After three days of living and working together, Peacebuilders’ 2017 staff is coalescing into a strong team. Our staff training has included a storytelling workshop, run-throughs of planned activities, reviews of camper profiles, creation of posters and signs, and lots of productive and provocative conversation, laced with plenty of laughter. We come from diverse backgrounds and experiences, but are fast becoming friends as well as team members.
Later this month, our staff will be accompanying campers who choose to visit men who are detained at Stewart Detention Center, one of the largest immigrant detention centers in the U.S. To be better prepared support the campers on those visits, today we went to the detention center to meet detained men and learn their stories. Five counselors visited men from five different countries: Mexico, Guatemala, Cameroon, India, and Nigeria. The experience was powerful. Our counselors were inspired by the faith they saw evidenced, heartbroken by the inhumanity of the facility, angered by the injustice of a system that incarcerates those who come to our country seeking safety, and empowered to give voice to the stories that need to be told.
Unfortunately, Medinah, one of our counselors-in-training, was not able to visit with a detained man as planned. After a wait of nearly an hour, our group started the process of clearing security before proceeding on to the visitation area. Medinah was told at that point that she would need to remove her head covering before walking through the metal detector. She replied that she could not do that, not in a room full of people. She suggested that the guard could do a pat-down instead, as is done in airports. She was asked to take a seat and wait for a supervisor; I joined her in the wait. Another hour passed before the supervisor appeared. During that time, we watched family members arrive, bearing bags of clothing so that their loved ones will have something decent to wear when they are deported. We overheard children asking their mamas, “When do we see Papi?” We saw discouraged visitors emerge from their visits and head back to homes where the absence of the breadwinner is felt every single minute.
Finally, the supervisor appeared, dressed casually in a t-shirt that on the back said, “Tough with the Cuffs.” She curtly repeated what the guard had told us, that the institution’s policy clearly states that all head scarves and other coverings had to be removed when clearing security. When we inquired what other Muslim women who cover their heads do in this case, we were told that they choose to “comply.” And we were given no other options. Medinah chose not to “comply,” and the man we had hoped to visit was told that we would not be seeing him after all.
As we prepare to lead 60 campers in the next three weeks to think about what it means to honor human rights, we could not help but consider this denial of the request to visit this man, who himself is pleading for his right to asylum, in the context of human rights. What meaning does the right to freedom of religion have for a Muslim woman if she must lay aside her faith’s teachings about covering her head in order to visit her detained husband or son? How does the responsibility to enforce an unjust policy impact the guard and her supervisor? How do those of us who happen not to cover our heads stand in solidarity with both Muslim (or Jewish, or Catholic, or Orthodox Christian, or Amish) visitors who do cover, and the men who crave visits? We had much food for thought as we drove back to Koinonia Farm to resume the rest of the day of training and camp preparation.
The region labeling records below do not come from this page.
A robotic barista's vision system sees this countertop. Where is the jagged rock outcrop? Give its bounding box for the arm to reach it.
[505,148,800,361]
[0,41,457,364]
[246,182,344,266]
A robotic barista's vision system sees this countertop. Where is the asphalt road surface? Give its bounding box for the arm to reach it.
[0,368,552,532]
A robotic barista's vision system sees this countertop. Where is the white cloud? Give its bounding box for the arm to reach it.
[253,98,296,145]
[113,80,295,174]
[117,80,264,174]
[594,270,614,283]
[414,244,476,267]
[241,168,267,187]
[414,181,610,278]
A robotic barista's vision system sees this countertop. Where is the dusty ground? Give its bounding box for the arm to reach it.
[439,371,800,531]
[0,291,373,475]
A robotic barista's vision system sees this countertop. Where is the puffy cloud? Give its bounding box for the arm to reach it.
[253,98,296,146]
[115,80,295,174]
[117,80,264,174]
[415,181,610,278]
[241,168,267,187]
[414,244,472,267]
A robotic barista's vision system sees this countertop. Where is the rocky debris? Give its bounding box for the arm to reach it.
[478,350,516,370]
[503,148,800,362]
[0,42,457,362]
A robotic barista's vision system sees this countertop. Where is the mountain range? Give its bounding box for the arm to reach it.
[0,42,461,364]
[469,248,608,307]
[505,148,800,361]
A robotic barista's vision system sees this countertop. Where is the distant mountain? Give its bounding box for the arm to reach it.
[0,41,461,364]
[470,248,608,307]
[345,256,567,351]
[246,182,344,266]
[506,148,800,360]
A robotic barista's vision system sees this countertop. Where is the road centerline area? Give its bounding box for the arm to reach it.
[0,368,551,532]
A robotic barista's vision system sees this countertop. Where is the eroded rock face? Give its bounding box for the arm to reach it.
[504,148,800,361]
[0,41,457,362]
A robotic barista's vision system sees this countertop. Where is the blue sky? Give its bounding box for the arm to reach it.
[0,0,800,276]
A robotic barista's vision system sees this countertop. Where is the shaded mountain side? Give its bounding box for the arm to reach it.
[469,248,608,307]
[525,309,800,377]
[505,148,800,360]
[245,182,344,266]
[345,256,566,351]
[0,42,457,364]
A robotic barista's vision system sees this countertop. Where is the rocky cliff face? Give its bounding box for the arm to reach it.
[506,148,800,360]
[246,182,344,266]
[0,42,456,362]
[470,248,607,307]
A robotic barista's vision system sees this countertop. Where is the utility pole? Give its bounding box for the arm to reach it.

The evening held a special treat for us, a visit to nearby Plains for an early Independence Day celebration. The band played, the funnel cakes fried, and the children in their red, white, and blue star-spangled t-shirts played joyfully in the grass as we settled down next to the railroad tracks to wait for the fireworks to begin. The night was clear and beautiful after days of rain, and our group’s connection and camaraderie was strong after our days of work together. Soon we were all enjoying a lovely fireworks display, content in being together, ooh-ing and ahh-ing over each explosion of color. Too quickly, the show was over, and as the smoke and echoes cleared, we could hear the music that was cranking up over in the bandstand. “Proud to be an American, where at least I know I’m free . . . “ And my thoughts wandered down the road in front of me, heading west from our happy and peaceful group, past Jimmy Carter’s boyhood home in Archery, past the small towns of Preston and Richland, back to Lumpkin, back to Stewart Detention Center, where men who long to be proud to be Americans will be denied that privilege, and where women with head coverings wonder just how free they are.
Building relationships across lines of diversity. Working purposefully together to accomplish a significant task. Engaging in meaningful conversation about important issues. Sharing spontaneous laughter with new friends. Serving others whose rights are not honored. Engaging in the joyous parts of small-town community. Moving beyond our comfort zones. Looking at situations through the eyes of another, and allowing ourselves to be impacted by what we see through those eyes. This day has been about much of what makes Peacebuilders Camp a transformative experience not only for young campers, but for staff as well. It’s safe to say that Peacebuilders 2017 is off to a very good start.